The final remote episode aired on Thursday, June 17 — and the show will return to its home at NEP Studio 52 (on 11th Avenue between W51st/52nd Street) on Monday, September 13. Today, the old set was broken down at the studios, ready to “reveal a brand new look and feel” in the fall. From 1998 to 2005, the show was taped at NEP Studio 54 (on W54th Street between 10/11th Avenue) — for the first few years, the show’s home was the WNET studio at the Henry Hudson Hotel on W58th Street (the studio was removed in 1997 when the hotel was purchased and renovated and the name shortened to Hudson Hotel.)
The show has had only three anchors during its quarter-century of broadcasting from the west side. Jon Stewart was the longest-serving — taking over from Kilborn in 1998 and then handing over to Noah in 2015.
Stewart is back and recording in Hell’s Kitchen. Last week, he was at AMV’s studios on W57th Street, taping the first episodes of The Problem with Jon Stewart for broadcast on Apple TV+ in the fall.
Many of the original features of The Daily Show — like “5 Questions”, “Moment for Us”, “Dance, Dance, Dance”, and “Your Moment of Zen” — have been lost over the years, but the “fake news” show has collected Peabody and Emmy awards along the way. The 30-minute-long show (extended to 45 minutes in the pandemic) runs Monday to Thursday.
When Stewart left, it was a challenge to find a successor. Many thought that John Oliver — who was a regular on the show and had often filled in for Stewart — was the man for the job. Amy Schumer, Louis CK, Amy Poehler and Chris Rock were all said to have turned down the role.
After Noah took on the gig, he told the LA Times: “Only an idiot would take over from Jon Stewart as the host of The Daily Show.
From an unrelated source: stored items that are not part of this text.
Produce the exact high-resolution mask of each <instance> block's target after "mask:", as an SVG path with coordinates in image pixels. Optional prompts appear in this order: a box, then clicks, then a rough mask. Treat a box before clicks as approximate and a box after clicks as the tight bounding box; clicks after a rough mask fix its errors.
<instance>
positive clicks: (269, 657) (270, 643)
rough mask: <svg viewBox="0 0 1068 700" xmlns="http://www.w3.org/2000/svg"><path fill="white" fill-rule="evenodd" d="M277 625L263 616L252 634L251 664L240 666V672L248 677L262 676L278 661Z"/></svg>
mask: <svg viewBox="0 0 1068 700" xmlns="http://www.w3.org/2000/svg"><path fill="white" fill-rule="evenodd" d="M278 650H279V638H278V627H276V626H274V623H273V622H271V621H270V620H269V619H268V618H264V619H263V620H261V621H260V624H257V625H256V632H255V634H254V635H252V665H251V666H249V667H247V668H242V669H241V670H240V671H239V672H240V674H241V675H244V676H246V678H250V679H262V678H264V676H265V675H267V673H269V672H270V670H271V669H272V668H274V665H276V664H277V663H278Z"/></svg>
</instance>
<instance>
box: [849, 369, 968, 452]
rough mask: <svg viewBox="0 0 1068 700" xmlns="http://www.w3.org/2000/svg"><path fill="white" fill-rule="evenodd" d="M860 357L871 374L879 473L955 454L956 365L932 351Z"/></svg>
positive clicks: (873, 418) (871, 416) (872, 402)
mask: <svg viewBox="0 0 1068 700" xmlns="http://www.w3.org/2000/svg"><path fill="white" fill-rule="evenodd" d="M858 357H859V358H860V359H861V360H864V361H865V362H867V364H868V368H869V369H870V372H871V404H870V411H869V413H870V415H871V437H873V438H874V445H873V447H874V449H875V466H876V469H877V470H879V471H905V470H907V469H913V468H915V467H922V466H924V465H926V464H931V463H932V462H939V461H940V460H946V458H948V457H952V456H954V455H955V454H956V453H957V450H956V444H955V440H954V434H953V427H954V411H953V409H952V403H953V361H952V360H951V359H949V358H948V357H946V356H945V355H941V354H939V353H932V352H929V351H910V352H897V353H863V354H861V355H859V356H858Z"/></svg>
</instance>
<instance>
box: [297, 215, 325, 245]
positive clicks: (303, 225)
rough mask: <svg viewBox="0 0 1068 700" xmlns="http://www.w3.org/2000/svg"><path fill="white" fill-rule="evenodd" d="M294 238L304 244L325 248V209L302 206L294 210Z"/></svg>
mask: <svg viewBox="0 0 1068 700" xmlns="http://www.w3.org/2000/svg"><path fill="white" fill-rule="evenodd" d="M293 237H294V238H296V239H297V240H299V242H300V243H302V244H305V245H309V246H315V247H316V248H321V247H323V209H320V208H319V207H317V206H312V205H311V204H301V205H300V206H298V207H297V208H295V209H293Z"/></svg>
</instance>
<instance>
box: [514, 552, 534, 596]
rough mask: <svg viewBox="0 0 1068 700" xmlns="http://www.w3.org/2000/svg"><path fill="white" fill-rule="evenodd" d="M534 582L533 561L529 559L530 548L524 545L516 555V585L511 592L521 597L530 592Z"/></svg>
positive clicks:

And luckily, I was that idiot.”
The introduction of Noah has given the show a more worldly perspective. His South African upbringing has brought other points of view that have evolved the diversity in the Comedy Central studio. He’s also boosted the social media status of The Daily Show, which now dominates the late night digital ratings.
The Donald Trump years gave Noah a chance to develop his style — and boost the show’s ratings. “This is it, the end of the presidential race, and it feels like the end of the world,” Noah said on the show the night Trump was elected. He said that when Trump arrived, his satire had a new focus, like “Harry Potter had with Voldemort.”
It’s been a fun ride for the presenters. Kilborn said today on Instagram: “I remember having so much fun hosting The Daily Show. My glorious, irreverent sensibility was on display and young America was smitten. Every Thursday it felt like the entire country was watching when all I wanted to do was…Dance, Dance, Dance.”
The show will return to its 11th Avenue Hell’s Kitchen home — with a new set, but the same satire, in September.